Tuttavia, l'effetto di risoluzione del contrasto non è stato in tal modo ottenuto, in quanto la giurisprudenza, successiva alla l. n. 47/1985, ha continuato ad affermare la sussistenza, anche a seguito di detta “novella”, del vincolo di asservimento dei parcheggi all'uso esclusivo dei condomini a favore dei titolari delle singole unità immobiliari dell'edificio.

  •  in secondo luogo, va considerato l'intervento della successiva l. n. 246/2005 che ha stabilito la trasferibilità autonoma degli spazi destinati a parcheggio, nell'evidente finalità di superare le rigidità della giurisprudenza che, anche in presenza della qualificazione in termini di “pertinenza” (di cui alla l. n. 47/1985), ha continuato ad affermare una limitata commerciabilità dei medesimi.

In altri termini, con detta “novella”, il legislatore ha voluto eliminare ogni dubbio sulla qualificazione del vincolo “a parcheggio” che, quindi, va ora interpretato nel senso per cui:

a) gli spazi non possono dirsi sottoposti ad un vincolo pertinenziale con le unità immobiliari facenti parte dell'edificio;

b) al contempo, non grava su di essi un diritto d'uso a favore dei proprietari di tali unità;

c) possono essere trasferiti autonomamente, anche a soggetti che non sono proprietari di tali unità (cioè, a favore di soggetti “estranei” al condominio).
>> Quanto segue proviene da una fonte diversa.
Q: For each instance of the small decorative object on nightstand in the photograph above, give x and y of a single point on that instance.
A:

Come si vede, un ribaltamento totale dei primi orientamenti interpretativi in materia, nel senso di liberare tale tipologia di unità immobiliare (che rimane destinata a parcheggio) da vincoli relativi alla libera contrattazione e/o trasferibilità.

Purtroppo, però, il ripetuto susseguirsi delle norme (come visto, notevolmente articolato) ha lasciato comunque sul campo la problematica dell'efficacia temporale delle medesime, quanto meno per il fatto che il legislatore non ha chiarito se l'applicazione delle ultime norme (l. n. 246/2005) debba avvenire solo per il futuro o meno (in particolare, con riferimento agli atti e/o alle clausole contrattuali stipulate successivamente all'entrata in vigore avvenuta il 16/12/2005). Sinteticamente sul punto, la giurisprudenza, da una parte ha escluso la natura di “interpretazione autentica” dell'art. 12, comma 9, della l. n. 246/2005 (App. Roma, 2 aprile 2008, n. 1394; Cass. civ., sez. II, 24 febbraio 2006 n. 4264) e dall'altra, in maniera sostanzialmente pacifica, ha ritenuto che detta disposizione non possa avere efficacia retroattiva, spiegando i suoi effetti solo per il futuro (Cass. civ., sez. II, 24 gennaio 2013, n. 1753; Cass. civ., sez. II, 13 gennaio 2010, n. 378; Cass. civ., sez. II, 24 febbraio 2006 n. 4264).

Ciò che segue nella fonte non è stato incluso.